Tuesday, January 03, 2006

This Week's Memo to Product Designers

Just because you can do something doesn't make it a good idea.

Case study #1: I received one of these travel alarm clocks as a gift. It almost goes without saying that the user interface was atrocious. Anytime instructions for setting a clock begin with "Press Button 1 three times..." you know it's not going to be pretty. But the general badness of UIs is a diatribe for another day. On top of everything else, this clock's "designers" (although that word implies a certain thinking about design that was clearly absent) felt a need to pollute their already over-complicated and overly-modal device with a stopwatch function. I would have hoped that the iPod's success would have encouraged more "Simpler is Better" designs. Apparently not.
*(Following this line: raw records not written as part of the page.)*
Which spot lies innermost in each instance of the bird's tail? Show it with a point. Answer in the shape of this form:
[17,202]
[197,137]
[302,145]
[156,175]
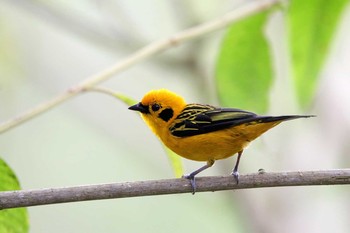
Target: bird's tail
[266,119]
Case study #2: The superbright LEDs that have appeared over the past few years have been a real boon for many applications. I do a fair bit of hiking, climbing, camping and the like. The headlamps that use these new LEDs are fantastic. They're small, light, have great battery life, and there's no bulb to burn out at the most inopportune moment. It's even practical to just carry a spare in an emergency kit. (And the latest generation of 1 watt SuperBright LEDs is even better with just a single LED throwing off quite a bit of light (as in this headlamp). But the same LEDs that work so well in flashlights aren't so great used as indicator lights in every piece of electronic gear. I do not, for example, really need a bright blue light staring out dolefully from the otherwise darkened direction of my television and entertainment setup. I've seen cases so bad that a piece of electrical tape was needed to mute the spotlight. Just because LEDs can be so much brighter than in the past doesn't mean that you have to amp up the brightness for everything.